The former chief prosecutor at the International Criminal Court (ICC) has been accused of leaking sensitive information to a possible Libyan war crimes suspect, who was paying him for consultancy work.
Luis Moreno Ocampo had a $3 million contract with influential Libyan billionaire Hassan Tatanaki, who had close links to the former Muammar Gadaffi regime. A cache of 40,000 documents obtained by the French investigative website Mediapart and seen by the Sunday Times revealed that Mr Tatanaki was a person of interest to war crimes investigators at the ICC, where Mr Ocampo was the chief prosecutor. The Libyan reportedly headed a Libyan militia accused of extra judicial killings and other human rights violations.

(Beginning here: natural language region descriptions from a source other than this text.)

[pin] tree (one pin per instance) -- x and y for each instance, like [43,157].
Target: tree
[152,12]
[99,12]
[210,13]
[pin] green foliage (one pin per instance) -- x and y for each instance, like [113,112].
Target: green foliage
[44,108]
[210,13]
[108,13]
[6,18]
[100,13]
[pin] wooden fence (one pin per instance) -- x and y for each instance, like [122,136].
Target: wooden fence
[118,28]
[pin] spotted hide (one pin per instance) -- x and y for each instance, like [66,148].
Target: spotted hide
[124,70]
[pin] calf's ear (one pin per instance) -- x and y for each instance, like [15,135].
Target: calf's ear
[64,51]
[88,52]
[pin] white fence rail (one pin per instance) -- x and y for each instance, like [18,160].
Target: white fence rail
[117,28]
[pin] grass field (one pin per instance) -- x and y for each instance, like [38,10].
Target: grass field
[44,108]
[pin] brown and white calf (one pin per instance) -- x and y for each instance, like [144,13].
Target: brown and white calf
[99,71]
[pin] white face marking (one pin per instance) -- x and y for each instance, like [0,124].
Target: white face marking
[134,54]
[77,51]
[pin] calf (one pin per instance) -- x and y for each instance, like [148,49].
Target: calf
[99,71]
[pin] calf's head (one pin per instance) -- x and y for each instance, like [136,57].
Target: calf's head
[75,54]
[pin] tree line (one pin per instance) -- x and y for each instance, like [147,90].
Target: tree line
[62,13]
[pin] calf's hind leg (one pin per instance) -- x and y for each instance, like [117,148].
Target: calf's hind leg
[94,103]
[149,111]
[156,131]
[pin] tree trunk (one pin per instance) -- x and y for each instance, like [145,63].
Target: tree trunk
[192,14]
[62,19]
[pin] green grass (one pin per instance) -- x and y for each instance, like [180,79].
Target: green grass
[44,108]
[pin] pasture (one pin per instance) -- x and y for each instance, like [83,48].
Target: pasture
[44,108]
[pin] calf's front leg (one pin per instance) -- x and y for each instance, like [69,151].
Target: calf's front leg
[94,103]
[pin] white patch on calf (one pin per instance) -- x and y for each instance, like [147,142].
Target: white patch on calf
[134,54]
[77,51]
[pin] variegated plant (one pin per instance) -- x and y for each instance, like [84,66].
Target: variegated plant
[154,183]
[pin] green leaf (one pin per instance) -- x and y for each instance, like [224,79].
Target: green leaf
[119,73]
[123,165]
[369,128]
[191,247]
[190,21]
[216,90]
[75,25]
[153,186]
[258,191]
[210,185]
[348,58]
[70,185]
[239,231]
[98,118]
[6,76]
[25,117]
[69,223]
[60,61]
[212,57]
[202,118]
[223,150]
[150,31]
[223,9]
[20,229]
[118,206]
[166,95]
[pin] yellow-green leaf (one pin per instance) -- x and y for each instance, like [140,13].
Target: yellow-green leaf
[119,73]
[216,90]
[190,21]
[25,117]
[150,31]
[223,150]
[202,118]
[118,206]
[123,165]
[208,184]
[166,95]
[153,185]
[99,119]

Mr Ocampo told the Financial Times that as part of his post-ICC work as a consultant he provided advice to Mr Tatanaki “to help address the issues within Libya”.
The Sunday Times reported that Mr Ocampo had tipped Mr Tatanaki off that he was being monitored by the international court and arranged for one of the court’s most senior press officers to work for Mr Tatanaki secretly. He told Mr Tatanaki that the ICC was “still turning up some concerning things” and advised him to put a greater public emphasis on humanitarian work.
Fatou Bensouda, current prosecutor of the ICC, reportedly asked Mr Ocampo to “refrain from any public pronouncement or activity that may — by virtue of his prior role as ICC prosecutor — interfere with the activities of the office or bring it into disrepute”.
Commenting on the case, Gemma Lindfield, a London barrister who worked with the UN International Criminal Tribunal for Rwanda, told the Financial Times, “If you have held one of the highest prosecutorial positions in the world, you have an ongoing duty to maintain a high level of conduct, for the sake of the credibility of the institution”.